Informix

 View Only
Expand all | Collapse all

column level encryption and SQL performance

  • 1.  column level encryption and SQL performance

    Posted Thu August 06, 2020 09:29 AM
    Hello

    We are being asked about encrypting SSNs and see that a simple sql such as

    select id from t_contact where ssn = '350507267'

    goes from lightning quick on returning a result and using an existing index to becoming very slow and doing a table scan to return a row after encryption (looks like it must be un-encrypting all rows to get to the one needed)

     SELECT id FROM t_contact WHERE decrypt_char(ssn, 'XXXXXXXXXXXX') = '350507267'

    what are the options to quicken the return result - or are there none?

    thanks

    ------------------------------
    tom lehr
    ------------------------------

    #Informix


  • 2.  RE: column level encryption and SQL performance

    IBM Champion
    Posted Thu August 06, 2020 10:09 AM

    Have you tried a functional index on the SSN column?

     

    Cheers

    Paul

     






  • 3.  RE: column level encryption and SQL performance

    IBM Champion
    Posted Fri August 07, 2020 10:04 AM

    Once you wrap a function around a column, you render the index unusable, because how could it use the index? There's no point in indexing an encrypted column, by the way, because it won't encrypt the same way twice. Any index on that column should be dropped.

    The initial temptation would be to create a functional index that decrypts, but that completely defeats the security purpose, as the encrypted data would now be stored unencrypted in the index.

    The correct way to do this is to store a CRC of the unencrypted data in a separate column. So you've got two things stored in the table: The encrypted data, which is decryptable but not searchable; and the CRC, which is searchable but not decryptable. If someone wants to search by SSN, you generate the CRC for that SSN and search the CRC column for that; then, if necessary, decrypt the encrypted field.  Thing to note here is that it's not possible to do any sort of substring search here. Has to be an exact match.

    Hope this helps.



    ------------------------------
    TOM GIRSCH
    ------------------------------



  • 4.  RE: column level encryption and SQL performance

    IBM Champion
    Posted Fri August 07, 2020 10:24 AM

    Surely by definition a functional index uses a function on the column

     

    But yep, the index would be stored in 'clear'.

     

    As a SSN is a fixed length then you can easily (ish) reverse the CRC back to the SSN

     

    Cheers

    Paul

     






  • 5.  RE: column level encryption and SQL performance

    IBM Champion
    Posted Fri August 07, 2020 10:38 AM
    I suppose it's hypothetically possible? But you'd have to know what CRC algorithm was used and what kind of salt was involved

    ------------------------------
    TOM GIRSCH
    ------------------------------



  • 6.  RE: column level encryption and SQL performance

    IBM Champion
    Posted Fri August 07, 2020 10:39 AM
    Another way to put it: Create and store a hash, and index the hash.
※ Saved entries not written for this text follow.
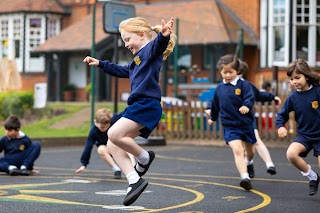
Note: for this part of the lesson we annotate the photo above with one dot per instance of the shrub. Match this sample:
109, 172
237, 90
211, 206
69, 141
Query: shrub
16, 103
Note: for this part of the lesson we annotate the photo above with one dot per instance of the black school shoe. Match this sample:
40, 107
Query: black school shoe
250, 170
313, 186
24, 172
272, 170
246, 184
135, 191
146, 167
117, 175
14, 172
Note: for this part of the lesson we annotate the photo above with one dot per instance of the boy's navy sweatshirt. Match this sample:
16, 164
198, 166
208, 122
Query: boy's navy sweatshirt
96, 137
143, 71
306, 111
228, 99
14, 145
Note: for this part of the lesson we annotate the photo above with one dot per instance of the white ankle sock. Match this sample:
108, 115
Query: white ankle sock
133, 177
144, 159
269, 164
12, 167
245, 176
247, 161
116, 168
310, 174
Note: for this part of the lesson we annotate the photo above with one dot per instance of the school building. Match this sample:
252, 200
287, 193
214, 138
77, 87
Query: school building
48, 39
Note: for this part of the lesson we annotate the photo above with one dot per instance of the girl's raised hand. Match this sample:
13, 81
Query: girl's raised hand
166, 27
244, 110
282, 132
91, 61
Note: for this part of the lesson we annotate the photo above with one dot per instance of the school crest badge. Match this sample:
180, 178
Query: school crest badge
137, 60
315, 104
237, 91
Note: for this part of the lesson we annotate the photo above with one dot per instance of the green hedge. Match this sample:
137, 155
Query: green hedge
15, 103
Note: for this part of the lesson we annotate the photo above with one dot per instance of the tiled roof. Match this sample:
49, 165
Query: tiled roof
200, 22
51, 6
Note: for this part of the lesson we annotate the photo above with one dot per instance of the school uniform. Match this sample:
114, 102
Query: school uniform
143, 71
96, 137
307, 115
226, 102
261, 96
18, 151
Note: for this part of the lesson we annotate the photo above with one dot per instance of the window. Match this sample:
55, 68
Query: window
17, 37
278, 31
53, 27
282, 32
35, 33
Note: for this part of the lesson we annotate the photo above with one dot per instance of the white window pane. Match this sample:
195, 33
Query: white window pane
279, 36
302, 42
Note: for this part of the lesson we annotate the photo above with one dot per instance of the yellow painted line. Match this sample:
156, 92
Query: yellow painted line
199, 197
38, 199
266, 198
48, 192
23, 186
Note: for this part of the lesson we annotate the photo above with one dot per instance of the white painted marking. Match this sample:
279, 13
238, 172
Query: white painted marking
129, 208
78, 181
116, 192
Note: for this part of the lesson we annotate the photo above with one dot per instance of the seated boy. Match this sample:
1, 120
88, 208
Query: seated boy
20, 152
103, 119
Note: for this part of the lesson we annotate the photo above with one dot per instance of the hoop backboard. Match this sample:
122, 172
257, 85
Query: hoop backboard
114, 13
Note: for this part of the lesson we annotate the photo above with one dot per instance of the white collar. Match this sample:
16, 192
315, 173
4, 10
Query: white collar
234, 82
310, 87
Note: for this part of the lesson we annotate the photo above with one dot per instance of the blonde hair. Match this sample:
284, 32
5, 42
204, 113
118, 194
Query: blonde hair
103, 116
138, 24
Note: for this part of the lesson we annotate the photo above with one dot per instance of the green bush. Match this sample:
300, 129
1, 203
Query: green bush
16, 103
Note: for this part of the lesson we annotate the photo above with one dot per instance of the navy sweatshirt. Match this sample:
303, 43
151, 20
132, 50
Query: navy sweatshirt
228, 99
306, 111
14, 145
96, 137
143, 71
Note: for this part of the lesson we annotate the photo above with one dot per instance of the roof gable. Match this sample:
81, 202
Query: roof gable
50, 6
200, 22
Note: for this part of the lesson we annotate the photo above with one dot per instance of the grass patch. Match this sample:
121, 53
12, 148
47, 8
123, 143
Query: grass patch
60, 111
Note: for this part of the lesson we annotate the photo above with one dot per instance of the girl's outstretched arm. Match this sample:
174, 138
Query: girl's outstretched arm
167, 27
91, 61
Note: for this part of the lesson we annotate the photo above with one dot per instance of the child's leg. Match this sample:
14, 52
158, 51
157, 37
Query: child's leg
119, 135
293, 156
105, 155
238, 153
32, 154
263, 150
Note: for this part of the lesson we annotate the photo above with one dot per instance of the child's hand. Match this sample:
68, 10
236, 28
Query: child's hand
80, 169
207, 111
244, 110
91, 61
166, 27
278, 100
282, 132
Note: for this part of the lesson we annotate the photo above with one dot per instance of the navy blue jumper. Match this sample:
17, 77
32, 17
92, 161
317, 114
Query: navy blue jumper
18, 151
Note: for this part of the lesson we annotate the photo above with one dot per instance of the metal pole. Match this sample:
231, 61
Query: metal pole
116, 80
92, 68
176, 54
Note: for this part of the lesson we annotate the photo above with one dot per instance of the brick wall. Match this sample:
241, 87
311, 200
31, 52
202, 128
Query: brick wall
248, 11
30, 79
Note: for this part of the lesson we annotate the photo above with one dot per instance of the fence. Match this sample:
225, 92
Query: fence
187, 120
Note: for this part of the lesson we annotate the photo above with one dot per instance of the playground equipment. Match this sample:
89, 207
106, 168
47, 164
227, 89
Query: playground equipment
9, 76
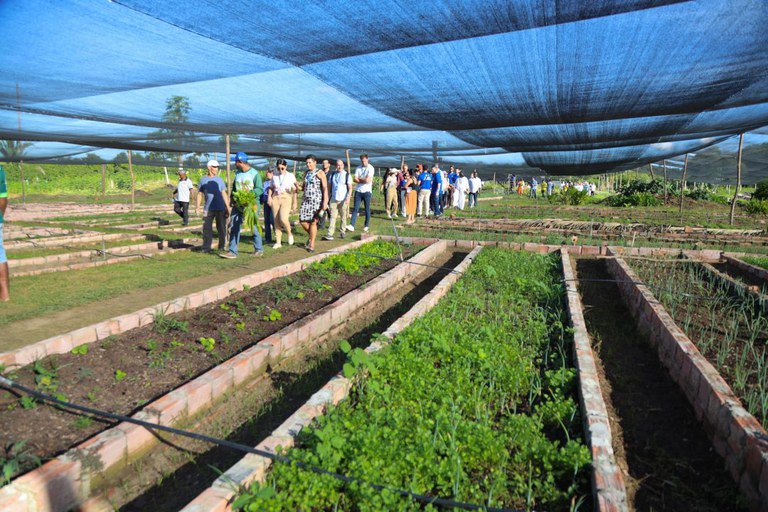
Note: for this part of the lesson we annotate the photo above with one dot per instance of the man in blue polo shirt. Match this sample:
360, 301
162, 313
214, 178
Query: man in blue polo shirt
5, 287
246, 178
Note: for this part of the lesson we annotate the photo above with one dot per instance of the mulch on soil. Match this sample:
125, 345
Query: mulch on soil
123, 373
667, 460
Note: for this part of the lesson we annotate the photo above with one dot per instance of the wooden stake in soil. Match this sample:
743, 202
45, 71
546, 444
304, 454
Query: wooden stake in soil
682, 186
738, 178
21, 160
133, 179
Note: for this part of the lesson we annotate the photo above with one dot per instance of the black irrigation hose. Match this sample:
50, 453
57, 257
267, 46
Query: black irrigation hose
422, 498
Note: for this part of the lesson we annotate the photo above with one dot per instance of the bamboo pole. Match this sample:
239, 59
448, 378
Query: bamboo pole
682, 185
133, 179
226, 138
738, 178
21, 159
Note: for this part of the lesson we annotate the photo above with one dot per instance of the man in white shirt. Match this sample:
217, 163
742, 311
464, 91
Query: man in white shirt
364, 187
339, 183
181, 197
475, 184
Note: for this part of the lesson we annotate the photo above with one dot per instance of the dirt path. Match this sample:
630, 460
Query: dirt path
25, 332
667, 460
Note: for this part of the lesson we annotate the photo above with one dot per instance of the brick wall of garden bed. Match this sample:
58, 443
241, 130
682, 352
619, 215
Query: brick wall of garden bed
254, 467
608, 486
67, 480
736, 435
63, 343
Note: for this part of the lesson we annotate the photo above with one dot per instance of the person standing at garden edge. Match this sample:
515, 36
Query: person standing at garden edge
181, 197
315, 200
248, 179
5, 286
216, 206
364, 180
283, 187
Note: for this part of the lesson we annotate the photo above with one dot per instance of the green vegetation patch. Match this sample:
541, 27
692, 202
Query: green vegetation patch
474, 402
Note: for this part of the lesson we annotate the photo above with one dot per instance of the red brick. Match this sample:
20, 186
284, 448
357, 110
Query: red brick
54, 486
170, 407
128, 322
137, 438
241, 369
221, 381
109, 446
756, 455
199, 394
258, 358
207, 502
60, 345
608, 480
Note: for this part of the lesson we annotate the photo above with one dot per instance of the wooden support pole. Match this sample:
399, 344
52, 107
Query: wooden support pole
738, 179
226, 138
682, 185
133, 179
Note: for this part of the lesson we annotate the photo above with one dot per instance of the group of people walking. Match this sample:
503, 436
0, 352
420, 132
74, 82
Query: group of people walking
328, 192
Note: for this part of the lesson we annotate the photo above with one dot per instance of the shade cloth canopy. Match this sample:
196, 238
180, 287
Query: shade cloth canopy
570, 87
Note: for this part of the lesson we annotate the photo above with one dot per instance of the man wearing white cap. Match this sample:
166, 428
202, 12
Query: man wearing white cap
216, 206
181, 196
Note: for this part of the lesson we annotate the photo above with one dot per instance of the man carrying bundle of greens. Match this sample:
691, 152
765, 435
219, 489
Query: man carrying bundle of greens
5, 287
246, 191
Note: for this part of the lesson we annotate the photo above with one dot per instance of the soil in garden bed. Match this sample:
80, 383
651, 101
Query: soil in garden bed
180, 469
751, 280
121, 374
667, 460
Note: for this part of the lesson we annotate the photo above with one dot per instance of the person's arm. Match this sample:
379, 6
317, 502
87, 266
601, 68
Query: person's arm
324, 188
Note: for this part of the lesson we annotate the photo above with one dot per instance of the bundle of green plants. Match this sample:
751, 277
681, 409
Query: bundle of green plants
245, 201
756, 207
355, 261
761, 190
637, 193
473, 402
634, 199
569, 196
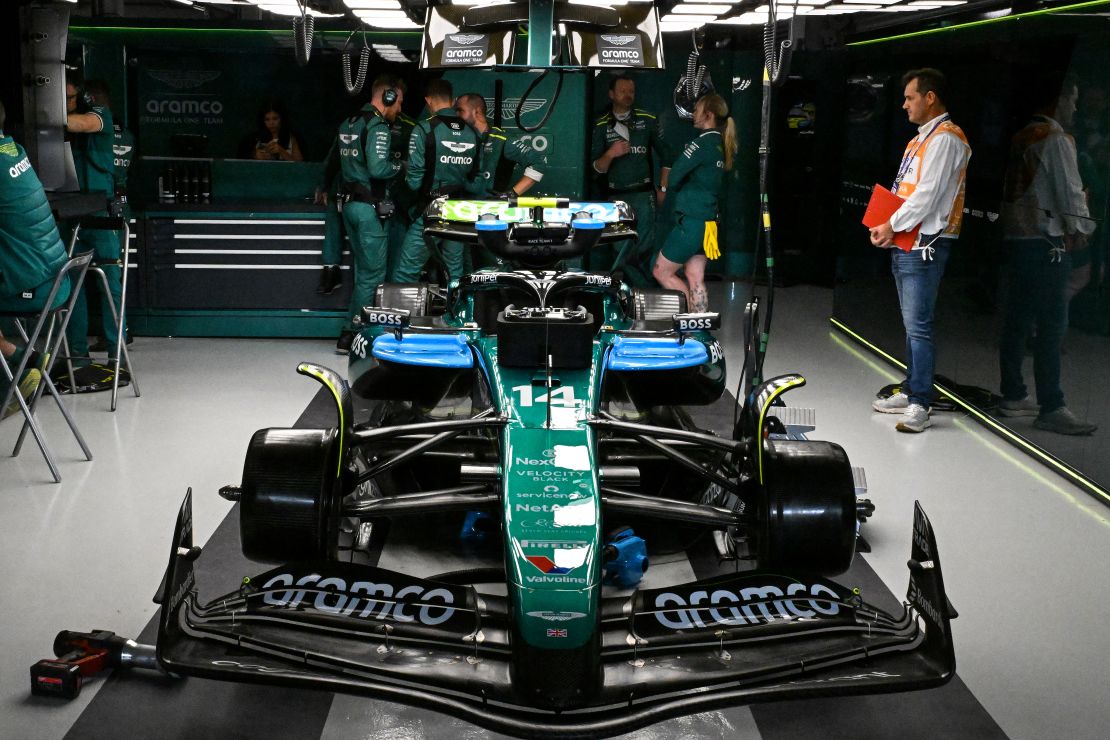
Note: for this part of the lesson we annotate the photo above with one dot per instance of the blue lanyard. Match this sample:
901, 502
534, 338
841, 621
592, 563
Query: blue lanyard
909, 156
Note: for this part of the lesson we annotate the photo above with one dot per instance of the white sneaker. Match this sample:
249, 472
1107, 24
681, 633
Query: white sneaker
895, 404
1021, 407
1063, 422
916, 418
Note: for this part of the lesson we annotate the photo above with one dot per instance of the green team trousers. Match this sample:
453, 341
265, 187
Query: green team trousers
369, 247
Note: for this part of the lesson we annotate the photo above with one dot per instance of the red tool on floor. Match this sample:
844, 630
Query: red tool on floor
82, 655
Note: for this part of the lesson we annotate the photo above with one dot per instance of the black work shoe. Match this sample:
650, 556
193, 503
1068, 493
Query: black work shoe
343, 346
101, 343
331, 277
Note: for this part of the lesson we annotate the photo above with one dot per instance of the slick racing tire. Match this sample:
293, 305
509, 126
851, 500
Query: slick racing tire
290, 495
808, 517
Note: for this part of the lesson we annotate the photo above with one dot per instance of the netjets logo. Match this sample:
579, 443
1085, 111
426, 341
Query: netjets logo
460, 49
466, 39
621, 49
619, 40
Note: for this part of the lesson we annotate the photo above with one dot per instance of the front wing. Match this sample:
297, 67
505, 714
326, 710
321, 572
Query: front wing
664, 652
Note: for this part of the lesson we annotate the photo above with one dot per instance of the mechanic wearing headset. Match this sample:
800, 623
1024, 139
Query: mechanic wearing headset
366, 165
442, 154
625, 142
31, 253
89, 119
498, 154
930, 180
696, 182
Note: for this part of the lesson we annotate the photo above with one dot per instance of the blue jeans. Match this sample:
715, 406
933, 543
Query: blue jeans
1036, 296
917, 281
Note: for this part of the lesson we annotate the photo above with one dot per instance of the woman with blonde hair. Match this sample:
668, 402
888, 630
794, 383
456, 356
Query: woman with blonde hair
696, 181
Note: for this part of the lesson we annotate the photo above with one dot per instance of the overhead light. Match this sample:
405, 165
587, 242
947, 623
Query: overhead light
783, 10
840, 10
290, 9
373, 4
389, 22
685, 18
749, 18
670, 27
695, 10
380, 13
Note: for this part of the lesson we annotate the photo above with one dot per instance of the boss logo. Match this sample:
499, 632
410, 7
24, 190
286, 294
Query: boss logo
383, 318
19, 168
696, 322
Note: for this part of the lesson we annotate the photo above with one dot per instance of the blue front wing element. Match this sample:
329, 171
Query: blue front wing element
424, 350
637, 353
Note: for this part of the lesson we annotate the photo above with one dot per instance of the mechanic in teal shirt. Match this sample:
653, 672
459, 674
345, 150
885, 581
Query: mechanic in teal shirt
627, 145
31, 251
696, 184
366, 168
498, 155
90, 121
442, 156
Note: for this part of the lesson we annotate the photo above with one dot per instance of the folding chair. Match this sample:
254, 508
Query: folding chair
117, 224
74, 270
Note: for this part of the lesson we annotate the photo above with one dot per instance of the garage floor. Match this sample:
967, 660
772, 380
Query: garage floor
1025, 553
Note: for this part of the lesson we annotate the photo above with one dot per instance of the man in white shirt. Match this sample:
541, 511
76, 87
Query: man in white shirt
1045, 218
930, 180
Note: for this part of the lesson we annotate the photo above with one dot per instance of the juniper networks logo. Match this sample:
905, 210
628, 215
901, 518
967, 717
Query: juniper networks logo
621, 49
460, 49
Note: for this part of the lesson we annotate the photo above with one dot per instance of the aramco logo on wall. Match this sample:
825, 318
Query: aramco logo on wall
175, 98
619, 50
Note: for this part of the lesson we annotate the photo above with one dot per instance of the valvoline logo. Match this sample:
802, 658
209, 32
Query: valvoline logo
546, 565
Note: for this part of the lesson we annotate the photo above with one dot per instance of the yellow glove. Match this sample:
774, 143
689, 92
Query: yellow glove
709, 241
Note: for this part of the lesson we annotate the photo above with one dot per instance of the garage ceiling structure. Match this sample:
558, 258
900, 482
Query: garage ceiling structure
836, 20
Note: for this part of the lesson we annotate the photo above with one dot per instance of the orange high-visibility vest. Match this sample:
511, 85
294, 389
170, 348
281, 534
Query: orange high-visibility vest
912, 175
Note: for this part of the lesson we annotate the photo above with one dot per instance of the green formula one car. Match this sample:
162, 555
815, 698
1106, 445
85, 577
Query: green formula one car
545, 409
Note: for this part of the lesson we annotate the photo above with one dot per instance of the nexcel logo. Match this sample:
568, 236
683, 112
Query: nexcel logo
621, 49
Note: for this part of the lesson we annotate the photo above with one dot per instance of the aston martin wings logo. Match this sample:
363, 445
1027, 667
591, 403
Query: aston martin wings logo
183, 79
508, 105
619, 40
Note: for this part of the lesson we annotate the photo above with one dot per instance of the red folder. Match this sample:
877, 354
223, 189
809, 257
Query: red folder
880, 208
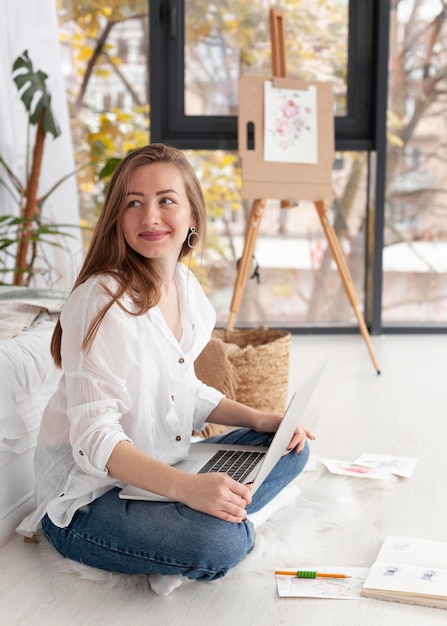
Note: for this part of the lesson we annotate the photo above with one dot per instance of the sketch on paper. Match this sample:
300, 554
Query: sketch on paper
290, 125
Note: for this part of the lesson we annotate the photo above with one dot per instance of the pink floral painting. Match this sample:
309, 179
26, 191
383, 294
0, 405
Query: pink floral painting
290, 132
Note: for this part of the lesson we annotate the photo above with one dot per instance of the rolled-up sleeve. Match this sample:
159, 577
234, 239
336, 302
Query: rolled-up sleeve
97, 395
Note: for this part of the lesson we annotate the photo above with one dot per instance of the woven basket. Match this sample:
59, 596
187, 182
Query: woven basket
260, 357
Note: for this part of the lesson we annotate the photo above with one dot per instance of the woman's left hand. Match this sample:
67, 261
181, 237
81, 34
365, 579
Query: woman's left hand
269, 423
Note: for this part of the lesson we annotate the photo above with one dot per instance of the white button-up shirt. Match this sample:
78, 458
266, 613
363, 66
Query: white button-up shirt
136, 383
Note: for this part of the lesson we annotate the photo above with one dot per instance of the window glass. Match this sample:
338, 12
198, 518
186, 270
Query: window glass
226, 39
294, 280
415, 251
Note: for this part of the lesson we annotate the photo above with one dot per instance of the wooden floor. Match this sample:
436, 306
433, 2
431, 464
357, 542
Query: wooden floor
403, 411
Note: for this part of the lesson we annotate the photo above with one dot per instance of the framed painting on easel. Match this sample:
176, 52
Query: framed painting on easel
286, 138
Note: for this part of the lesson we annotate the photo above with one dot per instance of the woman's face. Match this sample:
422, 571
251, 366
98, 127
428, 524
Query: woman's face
158, 214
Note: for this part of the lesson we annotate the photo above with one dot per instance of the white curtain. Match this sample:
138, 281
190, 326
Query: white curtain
32, 25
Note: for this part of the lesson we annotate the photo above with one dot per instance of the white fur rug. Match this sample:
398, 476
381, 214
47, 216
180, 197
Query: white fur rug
293, 536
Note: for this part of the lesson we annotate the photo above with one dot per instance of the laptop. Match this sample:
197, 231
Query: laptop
246, 464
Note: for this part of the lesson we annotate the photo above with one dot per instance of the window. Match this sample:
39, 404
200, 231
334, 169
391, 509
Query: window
233, 38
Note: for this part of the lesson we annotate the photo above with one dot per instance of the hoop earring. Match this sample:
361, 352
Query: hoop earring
189, 240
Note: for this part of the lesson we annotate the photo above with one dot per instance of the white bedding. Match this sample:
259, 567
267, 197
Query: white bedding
28, 379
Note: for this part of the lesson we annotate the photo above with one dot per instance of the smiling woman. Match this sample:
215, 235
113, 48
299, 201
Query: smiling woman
159, 215
129, 397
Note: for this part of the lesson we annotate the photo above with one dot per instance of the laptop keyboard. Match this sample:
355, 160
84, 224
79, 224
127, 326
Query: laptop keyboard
237, 463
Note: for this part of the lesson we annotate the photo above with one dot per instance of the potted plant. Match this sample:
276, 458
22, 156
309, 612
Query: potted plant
22, 234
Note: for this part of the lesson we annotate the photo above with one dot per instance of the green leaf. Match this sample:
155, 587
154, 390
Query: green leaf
34, 93
109, 167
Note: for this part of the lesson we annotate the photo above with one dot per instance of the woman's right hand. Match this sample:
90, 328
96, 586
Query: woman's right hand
216, 494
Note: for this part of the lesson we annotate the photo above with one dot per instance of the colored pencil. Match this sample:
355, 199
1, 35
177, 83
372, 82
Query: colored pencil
307, 574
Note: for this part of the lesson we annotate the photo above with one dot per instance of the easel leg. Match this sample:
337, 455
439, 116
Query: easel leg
254, 222
345, 276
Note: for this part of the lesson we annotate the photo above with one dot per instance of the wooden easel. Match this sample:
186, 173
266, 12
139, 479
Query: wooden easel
277, 34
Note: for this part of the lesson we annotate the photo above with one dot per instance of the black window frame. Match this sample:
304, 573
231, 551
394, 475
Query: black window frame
169, 124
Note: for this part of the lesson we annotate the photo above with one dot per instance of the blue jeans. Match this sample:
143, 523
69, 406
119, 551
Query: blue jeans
138, 537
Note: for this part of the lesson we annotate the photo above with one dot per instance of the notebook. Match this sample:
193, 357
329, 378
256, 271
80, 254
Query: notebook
412, 571
247, 464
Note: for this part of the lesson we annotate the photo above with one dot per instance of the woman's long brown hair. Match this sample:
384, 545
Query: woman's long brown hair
109, 253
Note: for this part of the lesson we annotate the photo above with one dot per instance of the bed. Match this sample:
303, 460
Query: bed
27, 380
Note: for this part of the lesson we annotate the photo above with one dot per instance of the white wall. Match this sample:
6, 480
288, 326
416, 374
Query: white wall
32, 25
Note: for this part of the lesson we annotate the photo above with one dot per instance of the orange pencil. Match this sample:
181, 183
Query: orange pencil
306, 574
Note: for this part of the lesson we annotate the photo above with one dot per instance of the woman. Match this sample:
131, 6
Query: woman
129, 399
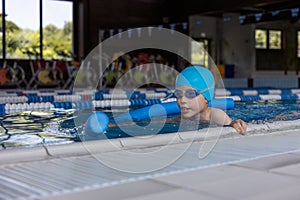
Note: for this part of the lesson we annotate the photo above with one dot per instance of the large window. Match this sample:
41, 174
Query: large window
298, 39
1, 31
268, 39
24, 37
22, 28
57, 29
260, 39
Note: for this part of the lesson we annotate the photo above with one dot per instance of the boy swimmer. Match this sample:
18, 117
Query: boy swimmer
194, 88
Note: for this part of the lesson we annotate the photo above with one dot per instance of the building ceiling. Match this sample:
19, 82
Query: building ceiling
132, 13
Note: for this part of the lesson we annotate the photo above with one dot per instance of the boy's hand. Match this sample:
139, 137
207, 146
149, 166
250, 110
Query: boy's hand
239, 125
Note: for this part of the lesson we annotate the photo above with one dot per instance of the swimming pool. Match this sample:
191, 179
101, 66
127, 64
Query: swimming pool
52, 127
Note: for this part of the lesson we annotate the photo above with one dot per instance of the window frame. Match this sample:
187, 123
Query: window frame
268, 38
3, 46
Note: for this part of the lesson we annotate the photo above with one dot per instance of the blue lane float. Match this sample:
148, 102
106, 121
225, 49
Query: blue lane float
98, 121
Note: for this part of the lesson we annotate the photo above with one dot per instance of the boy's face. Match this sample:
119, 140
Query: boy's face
191, 107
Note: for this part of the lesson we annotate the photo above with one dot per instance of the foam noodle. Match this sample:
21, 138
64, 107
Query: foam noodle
98, 121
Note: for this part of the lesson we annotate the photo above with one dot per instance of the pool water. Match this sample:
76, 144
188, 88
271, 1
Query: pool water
62, 127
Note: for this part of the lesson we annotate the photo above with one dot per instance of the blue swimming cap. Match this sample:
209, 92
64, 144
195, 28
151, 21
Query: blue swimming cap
199, 78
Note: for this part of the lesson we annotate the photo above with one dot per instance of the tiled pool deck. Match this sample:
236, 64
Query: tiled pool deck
260, 165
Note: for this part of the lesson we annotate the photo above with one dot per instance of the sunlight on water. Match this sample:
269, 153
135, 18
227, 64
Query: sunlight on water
28, 129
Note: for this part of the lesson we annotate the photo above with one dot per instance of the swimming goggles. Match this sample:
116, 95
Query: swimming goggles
188, 93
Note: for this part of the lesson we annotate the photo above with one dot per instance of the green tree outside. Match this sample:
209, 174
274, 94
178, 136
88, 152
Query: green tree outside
25, 43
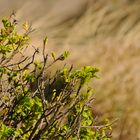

    ------------------------------
    TOM GIRSCH
    ------------------------------



  • 7.  RE: column level encryption and SQL performance

    IBM Champion
    Posted Fri August 07, 2020 11:54 AM
    You could index a hash of the unencrypted SSN using a functional index and not store the hashed value in the table at all. Then encrypt the index by placing it in an EAR dbspace so it cannot be hacked. You would just have to use the hash function to search for the SSN you are looking for!

    create index my_ssn_hash_idx on mytable( hashfunc( decrypt( SSN ) ) in ear_dbspace;

    select * from mytable 
    where hashfunc( '123456789' ) = hashfunc( decrypt( ssn ) );

    Art

    Art S. Kagel, President and Principal Consultant
    ASK Database Management


    Disclaimer: Please keep in mind that my own opinions are my own opinions and do not reflect on the IIUG, nor any other organization with which I am associated either explicitly, implicitly, or by inference.  Neither do those opinions reflect those of other individuals affiliated with any entity with which I am affiliated nor those of the entities themselves.








  • 8.  RE: column level encryption and SQL performance

    IBM Champion
    Posted Fri August 07, 2020 12:03 PM

    This approach would work, but for simplicity, I'd suggest including the decrypt-and-hash logic in the one function, both for simplicity's sake and because I'm not sure if decrypt_char is defined as NOT VARIANT (a requirement for inclusion in a functional index).

    So:

    create index my_ssn_hash_idx on mytable( decryptandhashfunc( encrypted_ssn ) in ear_dbspace;


    In our case, we found it easier to just store/index the hash and eschew the functional index. But your use case may be different.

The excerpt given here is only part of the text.